Юра-веда, спасибо, меня интересует именно разделение/классификация религий и философий на настика и астика. Попалась раз книга на "Гугл Книгах", в к-рой автор предлагал рассматривать авраамические религии как настика, - то есть как отвергающие Веды, а значит как атеистические.

----------


## Юра-веда

> автор предлагал рассматривать авраамические религии как настика, - то есть как отвергающие Веды, а значит как атеистические.

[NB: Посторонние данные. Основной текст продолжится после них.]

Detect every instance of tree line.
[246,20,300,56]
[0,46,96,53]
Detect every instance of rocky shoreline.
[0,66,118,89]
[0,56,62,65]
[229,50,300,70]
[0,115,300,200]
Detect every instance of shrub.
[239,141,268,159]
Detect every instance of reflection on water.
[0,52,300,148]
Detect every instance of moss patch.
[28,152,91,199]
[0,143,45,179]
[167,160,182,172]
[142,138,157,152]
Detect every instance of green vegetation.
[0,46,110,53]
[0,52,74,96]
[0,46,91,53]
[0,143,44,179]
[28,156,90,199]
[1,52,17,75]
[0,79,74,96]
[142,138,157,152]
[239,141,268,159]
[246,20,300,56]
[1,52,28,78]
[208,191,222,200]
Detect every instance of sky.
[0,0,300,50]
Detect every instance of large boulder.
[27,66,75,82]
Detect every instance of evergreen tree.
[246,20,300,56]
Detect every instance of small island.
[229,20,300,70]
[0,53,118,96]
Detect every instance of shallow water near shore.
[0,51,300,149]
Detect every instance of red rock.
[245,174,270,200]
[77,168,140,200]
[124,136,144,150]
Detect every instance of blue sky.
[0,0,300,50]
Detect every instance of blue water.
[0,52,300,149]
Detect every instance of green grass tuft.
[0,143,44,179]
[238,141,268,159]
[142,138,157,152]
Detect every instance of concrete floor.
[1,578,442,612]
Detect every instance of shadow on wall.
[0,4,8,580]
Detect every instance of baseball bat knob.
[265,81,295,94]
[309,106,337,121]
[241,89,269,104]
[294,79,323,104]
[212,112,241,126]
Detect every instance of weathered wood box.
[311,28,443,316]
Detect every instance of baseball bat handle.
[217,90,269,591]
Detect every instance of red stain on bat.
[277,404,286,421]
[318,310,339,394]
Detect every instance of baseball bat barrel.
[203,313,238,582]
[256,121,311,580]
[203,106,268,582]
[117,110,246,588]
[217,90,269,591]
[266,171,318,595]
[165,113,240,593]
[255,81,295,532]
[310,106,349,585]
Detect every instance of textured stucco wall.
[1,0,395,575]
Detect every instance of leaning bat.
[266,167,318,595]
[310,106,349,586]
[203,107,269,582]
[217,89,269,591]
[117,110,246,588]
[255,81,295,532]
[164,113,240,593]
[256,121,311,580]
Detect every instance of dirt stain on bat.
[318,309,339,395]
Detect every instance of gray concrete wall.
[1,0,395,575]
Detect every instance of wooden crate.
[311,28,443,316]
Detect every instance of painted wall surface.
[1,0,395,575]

Говоря в общем целом, в Кали-югу Веды отвергаются всеми - либо полностью, либо частично. Даже у вайшнавов. Впрочем, отвергать особо уже нечего, ведь сохранилось от Вед всего процентов 6 как говорят разные гуру-махараджи. 
Буддизм вырос из Вед, в нём много чего сохранилось на санскрите - и терминология, и часть мировоззрения и там даже почитают ведических персонажей (Хаягриву, Шиву, Брахму, Вишну, Индру, Ямараджа и др.). Буддизм - больше наука, чем религия. Ламы иногда говорят о Боге, о Всевышнем Источнике. 
Буддизм можно назвать одним из ведических течений. 
...
Библейские течения не только не признают авторитета Вед, так как учат, что это вредное язычество, но и борются с этим (и Ветхий Завет и Коран, призывают к мерам жёсткого искоренения ведизма). ...
Сами евреи были солнцепоклонниками, пока из них не начали делать орудие для мирового господства жречества, корни которого, как считается, уходят в Атлантическую цивилизацию (есть предположение о внеземном демоническом происхождении этих, внешне похожих на людей гуманоидов). 
В общем, на лицо вторжение, распространение которого пролило много крови и уничтожило языческие цивилизации. А ведь они могли дожить до наших дней. Тогда всё было бы по-другому. И экология и общество. Потому что ценности совершенно отличные - отношение ко всему не с позиций индивидуализма-эгоизма (потребительства), где человек - венец и господин на планете, которую надо покорять, а стихии усмирять...
В библейских течениях учений нет понятий веротерпимости. Там хитрые обманные уловки. Например, магометане говорят: "Ислам - религия мира". Но надо понимать, что они имеют в виду не мирное существование, а мировое господство этой специфической морали.

----------


## Ruslana

Веды – это наиболее известные священные писания индуизма. Считается, что у Вед нет автора, и что они были "ясноуслышаны" святыми мудрецами далёкого прошлого, а спустя много тысячелетий, когда из-за духовного падения человечества с наступлением кали-юги всё меньшее количество людей стремилось изучать Веды и передавать устно (как того требовала традиция) из поколения в поколение, Ведавьяса ("веды скомпилировавший") структурировал остававшиеся доступными в то время священные писания и организовал их запись, оформив эти тексты в четыре Веды: Ригведа, Самаведа, Яджурведа и Атхарваведа.

----------


## Vrinda devi dasi

> Считается, что у Вед нет автора, и что они были "ясноуслышаны" святыми мудрецами далёкого прошлого


Веды были написаны самим Господом (его воплощением) или его доверенными слугами - чистыми преданными, а потому Веды считаются литературным воплощением Кришны.

----------


## Ivan (гость)

> Веды были написаны самим Господом


может быть и так, но почему-то я Ригведе по отношению к богам, (как например Варуна) используется слово "асура"

----------